Mobile machine for making holes in putting greens

Abstract

A mobile machine for making holes in putting greens including a frame connected to a vehicle such as a mower, a cutter assembly mounted on a carriage slidably mounted on the frame for moving the cutter assembly in a vertical plane relative to the ground. The cutter assembly is freely pivoted to the carriage about orthogonal axes and a releasable lock mechanism is provided to hold the cutter assembly in a vertical orientation. A motor is mounted on the carriage for rotating the cutter, and the cutter assembly is detachably connected to the motor drive shaft so that the plug cut from the hole can be manually ejected into a previously formed hole where the cup has been removed. A depth gauge is provided between the frame and carriage indicating the depth of the cutter in the ground, and the carriage, lock mechanism and motor are hydraulically driven through a hydraulic circuit connected to the mower.

Description

BACKGROUND OF THE INVENTION

The broad concept of hydraulically actuated machines for making holes in putting greens is disclosed in U.S. Pat. No. 3,817,337 to Panak et al., wherein a wheeled vehicle, such as a greens mower, is provided with a hydraulically actuated cutting cylinder which is forced downwardly into the soil below the turf and then moved upwardly to form a hole in the ground, the soil plug then being ejected from the cutting cylinder.

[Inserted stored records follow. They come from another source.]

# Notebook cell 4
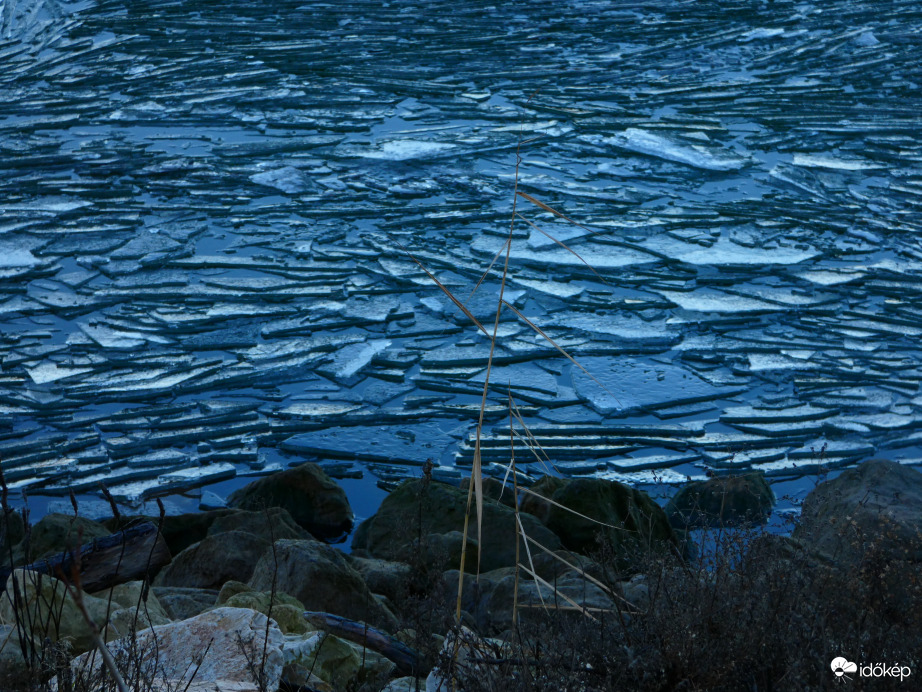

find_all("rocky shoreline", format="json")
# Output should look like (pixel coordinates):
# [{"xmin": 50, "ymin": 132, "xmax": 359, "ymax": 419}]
[{"xmin": 0, "ymin": 460, "xmax": 922, "ymax": 692}]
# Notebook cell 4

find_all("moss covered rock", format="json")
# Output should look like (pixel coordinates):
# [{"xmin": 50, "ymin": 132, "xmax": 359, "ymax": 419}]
[
  {"xmin": 0, "ymin": 569, "xmax": 113, "ymax": 654},
  {"xmin": 665, "ymin": 471, "xmax": 775, "ymax": 528},
  {"xmin": 227, "ymin": 463, "xmax": 354, "ymax": 541},
  {"xmin": 156, "ymin": 531, "xmax": 270, "ymax": 589},
  {"xmin": 516, "ymin": 478, "xmax": 677, "ymax": 567},
  {"xmin": 249, "ymin": 540, "xmax": 396, "ymax": 630}
]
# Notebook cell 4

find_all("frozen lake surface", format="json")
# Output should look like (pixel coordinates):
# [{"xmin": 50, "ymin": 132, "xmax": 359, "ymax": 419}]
[{"xmin": 0, "ymin": 0, "xmax": 922, "ymax": 512}]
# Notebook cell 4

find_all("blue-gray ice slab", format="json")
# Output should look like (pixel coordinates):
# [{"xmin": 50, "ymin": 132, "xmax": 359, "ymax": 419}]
[
  {"xmin": 0, "ymin": 0, "xmax": 922, "ymax": 506},
  {"xmin": 571, "ymin": 358, "xmax": 743, "ymax": 414}
]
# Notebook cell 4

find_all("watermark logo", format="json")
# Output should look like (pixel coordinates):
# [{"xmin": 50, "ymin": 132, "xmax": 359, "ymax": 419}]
[
  {"xmin": 829, "ymin": 656, "xmax": 912, "ymax": 682},
  {"xmin": 829, "ymin": 656, "xmax": 858, "ymax": 680}
]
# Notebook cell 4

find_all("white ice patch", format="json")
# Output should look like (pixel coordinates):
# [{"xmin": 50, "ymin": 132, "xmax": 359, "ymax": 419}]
[
  {"xmin": 321, "ymin": 339, "xmax": 391, "ymax": 379},
  {"xmin": 642, "ymin": 235, "xmax": 821, "ymax": 266},
  {"xmin": 603, "ymin": 127, "xmax": 748, "ymax": 171},
  {"xmin": 250, "ymin": 166, "xmax": 308, "ymax": 195},
  {"xmin": 26, "ymin": 361, "xmax": 92, "ymax": 384},
  {"xmin": 356, "ymin": 139, "xmax": 455, "ymax": 161},
  {"xmin": 739, "ymin": 27, "xmax": 784, "ymax": 43}
]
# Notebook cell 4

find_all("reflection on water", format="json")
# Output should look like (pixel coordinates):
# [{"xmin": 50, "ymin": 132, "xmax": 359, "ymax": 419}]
[{"xmin": 0, "ymin": 0, "xmax": 922, "ymax": 516}]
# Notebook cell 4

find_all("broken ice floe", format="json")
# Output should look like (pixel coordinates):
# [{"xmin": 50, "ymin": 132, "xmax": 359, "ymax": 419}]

While the known machines have been satisfactory for their intended purpose, they are characterized by certain disadvantages, most notably, in not being able to orient the cutter assembly in a vertical plane on the green regardless of its slope for digging a straight hole. Furthermore, the construction and arrangement of the ejection mechanism for removing the cut plug from the cutting cylinder did not facilitate the direct ejection of the plug from the cutting cylinder into the previously formed hole where the cup has been removed.

After considerable research and experimentation, the machine for making holes in putting greens has been devised which comprises, essentially, a frame connected to a wheeled vehicle, such as a greens mower. A carriage is slidably mounted on the frame, and a cutter assembly, including a cutting cylinder, is mounted on the carriage whereby the cutting assembly is movable in a vertical plane relative to the ground. The cutter assembly is freely pivoted to the carriage about orthogonal axes, whereby the cutter assembly can freely seek a vertical orientation regardless of the green slope. A releasable lock mechanism is operatively connected to the orthogonal axes to hold the cutter assembly in the vertical orientation, whereby a straight hole can be dug. A motor is mounted on the carriage for rotating the cutter assembly, and the cutter assembly is detachably connected to the motor drive shaft so that the cutting cylinder and associated soil plug can be manually moved to a previously formed hole and the plug ejected from the cutting cylinder into the hole. A depth gauge is provided between the frame and carriage indicating the depth of the cutter in the ground, and the carriage, lock mechanism and motor for rotating the cutter assembly are hydraulically driven through a hydraulic circuit connected to the mower.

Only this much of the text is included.